The agent runs all 20 documents through `rerank_documents` using the user’s query. The system then presents the top 3 ranked chunks, cutting down noise and delivering instant value.

### A developer needs to ensure their prompt won't exceed token limits.
Before sending a complex request, they call `tokenize_text` on the entire input string. This confirms the exact token count, preventing unexpected API failures and saving costs.

### An internal tool needs to process user-uploaded documents for compliance.
The agent uses `embed_texts` to create a vector fingerprint of every document. It can then compare these fingerprints against known sensitive data vectors, flagging non-compliant files.

## Benefits

- Build smarter search: Instead of relying on keyword matches, use `embed_texts` to find documents that are conceptually related to the query. This is a massive step up from traditional databases.
- Improve knowledge accuracy: When retrieving data for an answer, run it through `rerank_documents`. This ensures your agent reads the most relevant context first, making its responses more trustworthy.
- Automate categorization: Use `classify_texts` to automatically tag incoming user requests or documents. Your agent can route a request instantly based on whether it's billing-related, support-related, etc.
- Audit token usage: Need to know if your prompt is too long? Run text through `tokenize_text`. This gives you the exact structural breakdown of tokens before hitting API limits.
- Build conversational memory: The `chat_completion` tool lets your agent handle complex, multi-turn conversations by maintaining state and following detailed instructions.

## How It Works

The bottom line is, you send a natural language instruction and get back structured, actionable data ready for your application logic.

1. Subscribe to the MCP and enter your Cohere API key (either a trial or production key from your account dashboard).
2. Your AI client sends the request—for example, asking it to find embeddings for several documents.
3. The service returns the requested data, whether that’s a list of model hashes, categorized text labels, or dense vector arrays.

## Frequently Asked Questions

**Can my agent improve my RAG system's accuracy using Cohere?**
Yes. The 'rerank_documents' tool is specifically designed for this. Provide a query and a list of documents, and Cohere will reorder them based on semantic relevance, ensuring the most accurate context is fed to your LLM.

**How do I test text classification via the agent?**
Use the 'classify_texts' tool. Provide your input strings and a few-shot JSON array of examples (text and label). The agent will return the predicted categories along with confidence scores from the Cohere engine.

**What is the difference between Trial and Production keys?**
Trial keys are free for development but have strict rate limits (approx. 1,000 calls per month). Production keys remove these limits but require a paid plan. Both types work seamlessly with this server.

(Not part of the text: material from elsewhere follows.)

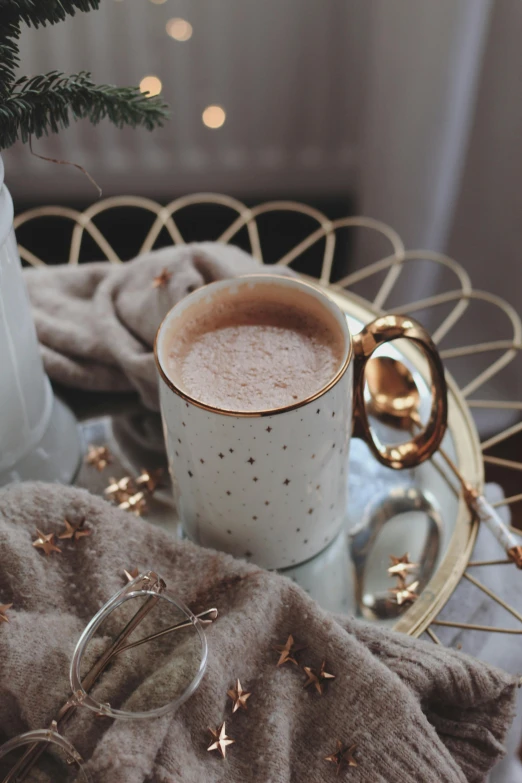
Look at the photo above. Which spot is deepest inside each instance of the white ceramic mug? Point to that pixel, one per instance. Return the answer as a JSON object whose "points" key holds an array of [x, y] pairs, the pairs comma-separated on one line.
{"points": [[271, 485]]}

**How do I process a large batch of texts using the `embed_texts` tool?**
You pass an array of strings to the MCP. It handles efficient batching so you don't hit rate limits. You just send all your source documents in one call for dense vector generation.

**What detailed information does the `tokenize_text` tool provide besides a simple token count?**
It provides the exact structural segmentation of the context. You get an integer array that maps every single token, which is critical for debugging model inputs and controlling context limits.

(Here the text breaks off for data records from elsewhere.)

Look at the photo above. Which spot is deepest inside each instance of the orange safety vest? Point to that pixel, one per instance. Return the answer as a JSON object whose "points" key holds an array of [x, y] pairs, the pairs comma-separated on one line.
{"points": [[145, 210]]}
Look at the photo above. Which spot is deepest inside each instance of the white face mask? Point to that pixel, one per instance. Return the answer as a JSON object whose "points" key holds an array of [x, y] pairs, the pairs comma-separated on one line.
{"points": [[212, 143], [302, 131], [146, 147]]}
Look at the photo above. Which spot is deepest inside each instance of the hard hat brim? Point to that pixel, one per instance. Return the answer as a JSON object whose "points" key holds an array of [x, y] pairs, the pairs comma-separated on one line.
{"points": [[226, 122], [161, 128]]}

**How can I verify which Cohere models are available using `list_models`?**
Use the `list_models` tool. This inspects your account's internal properties to confirm exactly which Cohere models and hashes you have access to, based on your current API plan.

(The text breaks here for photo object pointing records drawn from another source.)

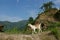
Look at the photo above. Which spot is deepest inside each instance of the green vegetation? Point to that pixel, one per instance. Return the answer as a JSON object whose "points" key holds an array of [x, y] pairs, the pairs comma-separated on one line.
{"points": [[47, 6]]}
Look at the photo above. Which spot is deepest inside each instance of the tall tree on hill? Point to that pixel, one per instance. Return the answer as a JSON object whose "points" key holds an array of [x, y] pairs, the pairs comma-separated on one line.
{"points": [[30, 20], [47, 6]]}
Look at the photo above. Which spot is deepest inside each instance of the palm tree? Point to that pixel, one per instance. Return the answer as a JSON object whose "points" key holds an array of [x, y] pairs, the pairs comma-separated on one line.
{"points": [[47, 6]]}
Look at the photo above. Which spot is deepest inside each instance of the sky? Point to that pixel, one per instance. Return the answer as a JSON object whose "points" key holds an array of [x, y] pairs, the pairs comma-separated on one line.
{"points": [[17, 10]]}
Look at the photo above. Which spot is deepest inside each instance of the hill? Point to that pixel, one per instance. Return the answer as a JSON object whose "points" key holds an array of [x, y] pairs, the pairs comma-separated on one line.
{"points": [[9, 25], [40, 36]]}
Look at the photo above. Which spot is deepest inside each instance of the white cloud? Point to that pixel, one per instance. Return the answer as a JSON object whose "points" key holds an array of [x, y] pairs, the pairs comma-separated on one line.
{"points": [[57, 1], [9, 18]]}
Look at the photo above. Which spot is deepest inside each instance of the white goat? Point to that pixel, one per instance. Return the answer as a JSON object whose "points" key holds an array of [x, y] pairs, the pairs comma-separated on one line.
{"points": [[34, 27]]}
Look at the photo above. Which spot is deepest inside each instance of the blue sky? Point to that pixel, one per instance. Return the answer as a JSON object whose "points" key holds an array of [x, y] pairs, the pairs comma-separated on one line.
{"points": [[17, 10]]}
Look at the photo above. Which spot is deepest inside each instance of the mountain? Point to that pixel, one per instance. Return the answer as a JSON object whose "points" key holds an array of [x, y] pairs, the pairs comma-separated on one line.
{"points": [[9, 25], [47, 16]]}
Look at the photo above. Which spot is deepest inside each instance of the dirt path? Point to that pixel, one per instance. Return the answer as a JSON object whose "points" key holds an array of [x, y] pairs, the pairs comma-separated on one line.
{"points": [[39, 36]]}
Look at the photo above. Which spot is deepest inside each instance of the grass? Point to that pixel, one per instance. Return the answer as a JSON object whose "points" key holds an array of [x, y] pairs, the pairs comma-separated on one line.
{"points": [[54, 28]]}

**If my initial documents are disorganized, can I use `rerank_documents` to fix the context?**
Yes, that's its main function. You feed it a set of documents and a specific query; the MCP structures them by priority, giving you an optimized order for your RAG pipeline.

**Is my API key stored securely when I connect this MCP to my agent?**
Yes. The Vinkius platform manages the connection and handles the keys using industry-standard encryption protocols. You never need to expose your raw key within your conversation flow.